Silence fell over them as the music swelled, bringing back memories of high school dances, a ride home in Clay's car before he and Zoie left to spend time together, hours listening to music on her Walkman in her and Zoie's small bedroom above the bar where their mother worked.

Clay's arm tightened as a couple brushed past them. The dance floor seemed to shrink until there was just the two of them. Her breath caught and she knew she should push away. But the scent of Clay's cologne, the feel of his body against hers, created sensations she hadn't felt—hadn't let herself feel—for a very long time.
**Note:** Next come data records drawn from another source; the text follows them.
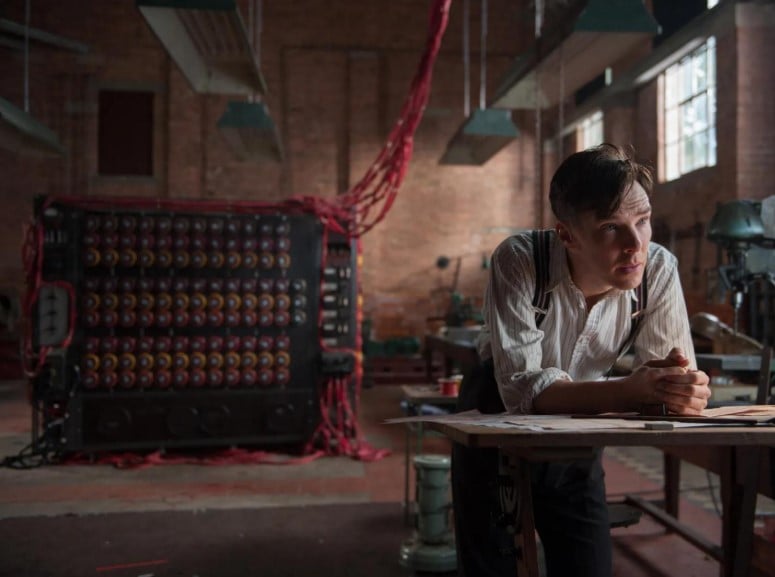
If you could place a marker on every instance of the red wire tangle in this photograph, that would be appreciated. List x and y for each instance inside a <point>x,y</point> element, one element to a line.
<point>367,203</point>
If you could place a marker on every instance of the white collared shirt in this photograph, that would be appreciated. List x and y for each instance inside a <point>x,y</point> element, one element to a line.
<point>571,343</point>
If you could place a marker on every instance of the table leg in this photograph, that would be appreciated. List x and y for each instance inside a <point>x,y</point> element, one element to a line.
<point>739,485</point>
<point>524,539</point>
<point>672,486</point>
<point>407,451</point>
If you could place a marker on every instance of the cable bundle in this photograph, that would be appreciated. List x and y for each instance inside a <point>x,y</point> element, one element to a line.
<point>371,198</point>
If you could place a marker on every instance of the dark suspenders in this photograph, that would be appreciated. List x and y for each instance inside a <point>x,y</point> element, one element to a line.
<point>542,298</point>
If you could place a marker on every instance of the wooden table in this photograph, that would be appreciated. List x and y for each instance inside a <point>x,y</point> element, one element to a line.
<point>416,396</point>
<point>460,354</point>
<point>737,449</point>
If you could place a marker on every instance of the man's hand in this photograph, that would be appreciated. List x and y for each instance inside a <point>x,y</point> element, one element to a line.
<point>675,358</point>
<point>669,381</point>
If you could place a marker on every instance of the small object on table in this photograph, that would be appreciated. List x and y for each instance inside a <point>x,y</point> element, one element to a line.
<point>653,409</point>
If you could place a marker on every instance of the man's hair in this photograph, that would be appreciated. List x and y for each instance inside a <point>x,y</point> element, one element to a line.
<point>596,180</point>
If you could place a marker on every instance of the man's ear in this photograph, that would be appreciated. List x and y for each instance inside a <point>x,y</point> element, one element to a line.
<point>564,234</point>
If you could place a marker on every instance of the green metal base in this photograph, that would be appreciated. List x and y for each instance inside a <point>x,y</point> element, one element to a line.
<point>437,558</point>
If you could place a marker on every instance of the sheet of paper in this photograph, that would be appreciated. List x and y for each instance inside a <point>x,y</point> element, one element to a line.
<point>535,422</point>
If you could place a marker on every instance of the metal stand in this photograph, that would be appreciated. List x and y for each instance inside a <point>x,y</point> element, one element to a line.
<point>432,547</point>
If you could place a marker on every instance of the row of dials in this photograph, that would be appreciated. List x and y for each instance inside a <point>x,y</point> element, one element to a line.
<point>247,226</point>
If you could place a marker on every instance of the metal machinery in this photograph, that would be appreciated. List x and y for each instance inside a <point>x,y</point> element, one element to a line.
<point>432,547</point>
<point>180,325</point>
<point>737,227</point>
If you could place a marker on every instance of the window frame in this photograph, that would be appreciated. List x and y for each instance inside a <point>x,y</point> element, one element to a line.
<point>689,113</point>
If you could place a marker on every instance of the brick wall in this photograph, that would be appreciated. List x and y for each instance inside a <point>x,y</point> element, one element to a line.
<point>338,72</point>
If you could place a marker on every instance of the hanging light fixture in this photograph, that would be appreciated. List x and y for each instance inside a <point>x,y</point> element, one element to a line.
<point>19,131</point>
<point>604,32</point>
<point>487,130</point>
<point>247,126</point>
<point>250,132</point>
<point>208,41</point>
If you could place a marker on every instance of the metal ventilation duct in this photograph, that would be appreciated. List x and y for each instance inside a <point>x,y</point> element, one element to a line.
<point>208,40</point>
<point>20,132</point>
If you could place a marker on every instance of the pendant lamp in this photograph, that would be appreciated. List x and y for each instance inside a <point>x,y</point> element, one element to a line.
<point>247,126</point>
<point>604,32</point>
<point>487,130</point>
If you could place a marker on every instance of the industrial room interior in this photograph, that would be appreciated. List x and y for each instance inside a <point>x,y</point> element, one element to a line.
<point>219,213</point>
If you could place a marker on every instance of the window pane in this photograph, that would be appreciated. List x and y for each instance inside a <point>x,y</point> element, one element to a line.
<point>687,156</point>
<point>690,112</point>
<point>699,72</point>
<point>671,86</point>
<point>687,119</point>
<point>711,61</point>
<point>700,105</point>
<point>686,79</point>
<point>671,162</point>
<point>712,147</point>
<point>671,126</point>
<point>700,149</point>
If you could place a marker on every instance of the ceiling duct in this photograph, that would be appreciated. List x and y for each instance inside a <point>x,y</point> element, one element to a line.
<point>485,132</point>
<point>19,131</point>
<point>208,41</point>
<point>604,32</point>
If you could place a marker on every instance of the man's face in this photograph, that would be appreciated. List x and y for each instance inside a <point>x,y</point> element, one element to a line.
<point>611,252</point>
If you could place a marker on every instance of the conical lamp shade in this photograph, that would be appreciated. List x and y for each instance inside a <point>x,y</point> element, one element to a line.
<point>480,137</point>
<point>250,131</point>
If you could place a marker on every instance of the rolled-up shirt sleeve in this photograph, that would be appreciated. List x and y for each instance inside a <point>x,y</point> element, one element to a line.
<point>666,323</point>
<point>514,339</point>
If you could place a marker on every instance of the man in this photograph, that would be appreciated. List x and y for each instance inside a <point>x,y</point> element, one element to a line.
<point>555,359</point>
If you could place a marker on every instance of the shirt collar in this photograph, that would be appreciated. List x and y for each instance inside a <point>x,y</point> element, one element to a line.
<point>559,271</point>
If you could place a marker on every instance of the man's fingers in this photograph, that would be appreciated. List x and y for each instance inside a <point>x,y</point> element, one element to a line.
<point>677,355</point>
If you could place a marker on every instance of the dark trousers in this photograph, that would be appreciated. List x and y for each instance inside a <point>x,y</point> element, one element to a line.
<point>569,505</point>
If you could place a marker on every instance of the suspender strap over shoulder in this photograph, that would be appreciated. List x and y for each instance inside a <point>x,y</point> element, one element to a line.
<point>541,256</point>
<point>542,298</point>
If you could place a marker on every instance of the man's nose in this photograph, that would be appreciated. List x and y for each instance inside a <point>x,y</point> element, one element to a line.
<point>632,241</point>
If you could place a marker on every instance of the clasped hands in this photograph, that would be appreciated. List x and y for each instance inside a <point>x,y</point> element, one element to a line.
<point>683,391</point>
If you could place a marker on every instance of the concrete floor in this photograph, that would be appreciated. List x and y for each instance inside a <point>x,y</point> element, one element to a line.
<point>644,549</point>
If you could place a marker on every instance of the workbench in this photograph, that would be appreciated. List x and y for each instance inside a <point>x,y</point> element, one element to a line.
<point>737,454</point>
<point>415,396</point>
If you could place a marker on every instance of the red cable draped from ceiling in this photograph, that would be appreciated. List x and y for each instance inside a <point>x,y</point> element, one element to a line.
<point>367,203</point>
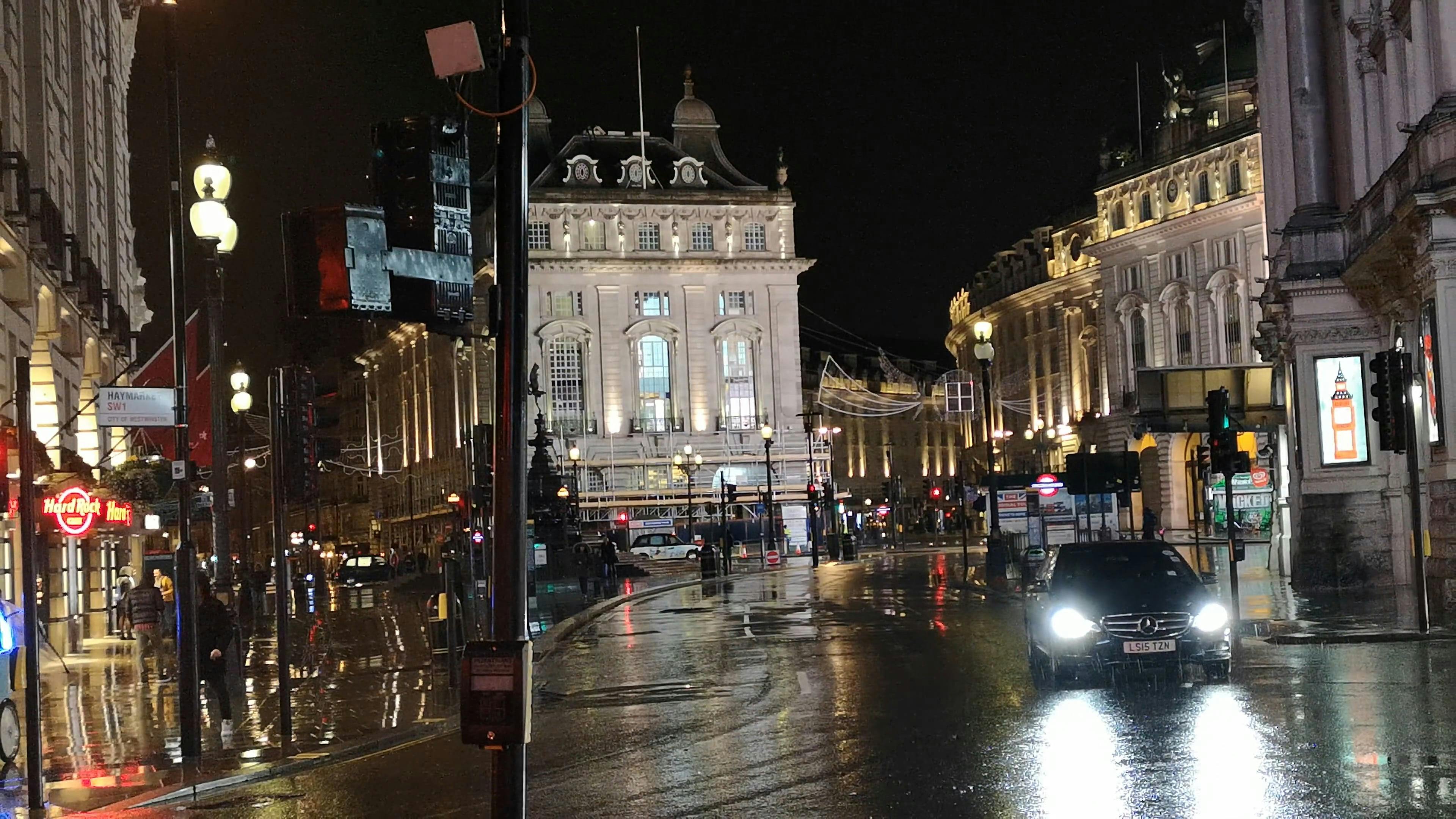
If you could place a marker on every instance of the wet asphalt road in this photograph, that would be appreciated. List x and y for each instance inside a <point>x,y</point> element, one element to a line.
<point>882,690</point>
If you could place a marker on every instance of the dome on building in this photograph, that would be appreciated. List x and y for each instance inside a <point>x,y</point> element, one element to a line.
<point>692,111</point>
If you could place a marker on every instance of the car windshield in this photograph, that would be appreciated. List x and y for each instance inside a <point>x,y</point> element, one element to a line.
<point>1103,565</point>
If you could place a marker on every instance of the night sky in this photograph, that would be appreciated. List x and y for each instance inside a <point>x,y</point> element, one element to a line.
<point>919,142</point>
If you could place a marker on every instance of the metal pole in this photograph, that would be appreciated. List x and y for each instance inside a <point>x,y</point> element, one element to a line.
<point>190,715</point>
<point>1413,479</point>
<point>995,560</point>
<point>34,753</point>
<point>280,537</point>
<point>222,534</point>
<point>513,276</point>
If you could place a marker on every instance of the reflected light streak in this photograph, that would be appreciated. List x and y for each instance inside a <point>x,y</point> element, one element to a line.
<point>1228,750</point>
<point>1079,773</point>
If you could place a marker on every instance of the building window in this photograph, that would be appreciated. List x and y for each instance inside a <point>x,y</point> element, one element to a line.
<point>1234,324</point>
<point>756,237</point>
<point>740,404</point>
<point>650,237</point>
<point>1183,317</point>
<point>736,304</point>
<point>651,304</point>
<point>1177,264</point>
<point>1139,333</point>
<point>1133,278</point>
<point>702,237</point>
<point>567,401</point>
<point>593,235</point>
<point>654,384</point>
<point>564,304</point>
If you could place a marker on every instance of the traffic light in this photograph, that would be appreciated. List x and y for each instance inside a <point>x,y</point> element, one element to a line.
<point>1391,369</point>
<point>1222,442</point>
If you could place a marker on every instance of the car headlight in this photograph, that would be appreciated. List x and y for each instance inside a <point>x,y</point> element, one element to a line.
<point>1212,618</point>
<point>1069,624</point>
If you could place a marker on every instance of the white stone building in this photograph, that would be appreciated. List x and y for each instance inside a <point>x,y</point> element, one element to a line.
<point>1359,107</point>
<point>666,315</point>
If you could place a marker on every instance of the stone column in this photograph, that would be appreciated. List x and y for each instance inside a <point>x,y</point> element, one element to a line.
<point>1310,105</point>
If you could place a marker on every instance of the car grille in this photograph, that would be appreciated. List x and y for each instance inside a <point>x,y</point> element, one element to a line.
<point>1129,626</point>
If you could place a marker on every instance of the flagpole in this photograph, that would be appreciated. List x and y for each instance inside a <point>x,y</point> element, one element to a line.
<point>641,117</point>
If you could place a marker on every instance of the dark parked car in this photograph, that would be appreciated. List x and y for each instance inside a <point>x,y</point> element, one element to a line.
<point>1123,607</point>
<point>363,569</point>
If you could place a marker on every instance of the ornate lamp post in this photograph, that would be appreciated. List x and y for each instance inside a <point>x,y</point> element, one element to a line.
<point>772,540</point>
<point>985,353</point>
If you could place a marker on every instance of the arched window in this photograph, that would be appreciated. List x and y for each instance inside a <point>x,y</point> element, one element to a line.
<point>740,403</point>
<point>567,390</point>
<point>1234,324</point>
<point>654,384</point>
<point>1183,320</point>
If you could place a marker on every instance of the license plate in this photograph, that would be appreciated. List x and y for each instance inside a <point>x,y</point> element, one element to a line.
<point>1149,646</point>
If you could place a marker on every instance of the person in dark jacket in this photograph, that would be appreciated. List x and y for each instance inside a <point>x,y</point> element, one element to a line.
<point>215,633</point>
<point>145,608</point>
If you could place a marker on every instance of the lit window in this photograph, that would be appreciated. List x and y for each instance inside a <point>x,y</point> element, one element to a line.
<point>702,237</point>
<point>740,406</point>
<point>650,237</point>
<point>564,304</point>
<point>593,235</point>
<point>564,359</point>
<point>736,304</point>
<point>654,384</point>
<point>755,237</point>
<point>651,304</point>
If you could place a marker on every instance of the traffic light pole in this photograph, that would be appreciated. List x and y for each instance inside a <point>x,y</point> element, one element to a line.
<point>513,273</point>
<point>1413,480</point>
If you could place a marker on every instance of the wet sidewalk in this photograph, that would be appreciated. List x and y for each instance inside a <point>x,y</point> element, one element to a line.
<point>363,674</point>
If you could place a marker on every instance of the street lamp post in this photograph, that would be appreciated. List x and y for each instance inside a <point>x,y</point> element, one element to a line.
<point>985,353</point>
<point>219,235</point>
<point>772,540</point>
<point>689,464</point>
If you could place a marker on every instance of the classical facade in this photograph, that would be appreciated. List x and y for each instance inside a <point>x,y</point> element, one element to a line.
<point>1045,302</point>
<point>1360,133</point>
<point>664,312</point>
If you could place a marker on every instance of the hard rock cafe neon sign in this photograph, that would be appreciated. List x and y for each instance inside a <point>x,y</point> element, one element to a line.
<point>76,512</point>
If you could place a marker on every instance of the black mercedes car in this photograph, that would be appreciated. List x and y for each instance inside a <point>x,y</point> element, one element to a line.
<point>1116,607</point>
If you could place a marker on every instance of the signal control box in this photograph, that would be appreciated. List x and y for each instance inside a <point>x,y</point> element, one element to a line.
<point>496,693</point>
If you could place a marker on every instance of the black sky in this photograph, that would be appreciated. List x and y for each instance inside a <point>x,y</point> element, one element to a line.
<point>922,138</point>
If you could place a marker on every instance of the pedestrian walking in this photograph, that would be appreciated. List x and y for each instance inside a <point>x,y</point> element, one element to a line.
<point>124,584</point>
<point>215,633</point>
<point>1149,525</point>
<point>169,598</point>
<point>145,610</point>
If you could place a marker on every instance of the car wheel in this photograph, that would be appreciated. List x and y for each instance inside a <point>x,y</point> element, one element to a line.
<point>1216,671</point>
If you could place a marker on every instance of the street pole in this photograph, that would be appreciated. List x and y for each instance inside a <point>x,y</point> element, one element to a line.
<point>190,715</point>
<point>222,534</point>
<point>34,753</point>
<point>513,275</point>
<point>1413,479</point>
<point>280,535</point>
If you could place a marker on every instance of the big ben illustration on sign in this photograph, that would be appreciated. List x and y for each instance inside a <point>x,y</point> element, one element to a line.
<point>1343,420</point>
Clay's stubbled jaw tensed, and she expected him to put more space between them again, but he didn't. Instead, he asked, "Are you still working for that graphic design firm in Phoenix?"

Work. That should be easy to talk about. "No. I went out on my own and have a client list now. I create websites for businesses. Do you need one?" she asked teasingly.

"I've always been busy enough with word of mouth and ads in the right places that I didn't have to worry about that." He was a tour guide who led excursions around the area traveling mostly to nearby Flagstaff, north to the Grand Canyon, and south to Sedona. Miners Bluff, too, pulled in its share of sightseers who were curious about this former copper-mining town.

She guessed he wanted to lead the conversation away from Abby. But she wanted to dive right in while they were face-to-face. "Designing websites makes me portable. I can do it from anywhere. I don't have to live in Phoenix."

"Celeste…"

She heard the warning note in Clay's voice and knew she couldn't postpone the reason she'd come to the reunion any longer. "I want to see Abby. I want to spend time with her."

Clay's booted feet stopped moving for a moment.

They were still in the midst of dancing couples. Out of the corner of her eye, Celeste barely registered Mikala Conti dancing with Dawson Barrett, Riley O'Rourke smiling down at Brenna McDougall, Chief of Police Noah Stone leaning against the wall, watching them all.

After what seemed like eons—during which Celeste didn't know if Clay was going to break away or resume dancing—his hand tightened on hers, and he guided her away from the other dancers to a shadowed corner which, for the time being, was empty of classmates.

There he confronted her. "What do you want?"

The protective fierceness on his face should have scared her, but it didn't. This was Clay, the boy she'd known in high school, the young man who'd married her sister, the adult who had taken Zoie back after an affair, who'd tried to save his marriage by starting a family.

"I want to get to know Abby. I'd like to be a part of her life."

It was obvious Clay was greatly troubled by that idea and she suspected why.

She realized she had to give Clay a few minutes to think about her request. As they stood there close, yet not touching, she realized her attraction to Clay that had begun in high school had never gone away. She'd buried it as far down into her heart as she could. She'd never for a minute considered it would rise up to bite her now when she least expected it…now when she wanted Abby to be her only concern.

Finally Clay broke the silence between them. "All right." He checked his watch. "Abby might still be up. Why don't you come see that she's safe and loved? Then you can go back to Phoenix."

He was purposely misunderstanding what she wanted, which was to see Abby regularly. But she wasn't going to propose that now when he was giving her this opening.

"Let's go," she said before Clay could change his mind.

Clay was aware of the swish of Celeste's skirt as she preceded him up the lit walk to his house, a log home nestled among Douglas firs and aspen. He must have been certifiably crazy to ask her back here. Holding her in his arms, something had happened to him. Maybe because he hadn't been with a woman since before his separation and divorce, his body had responded to her. Whatever the reason, he'd felt an arousal he hadn't wanted to feel.

Perhaps she'd leave after this visit and his life would go back to the normal he was trying so hard to find.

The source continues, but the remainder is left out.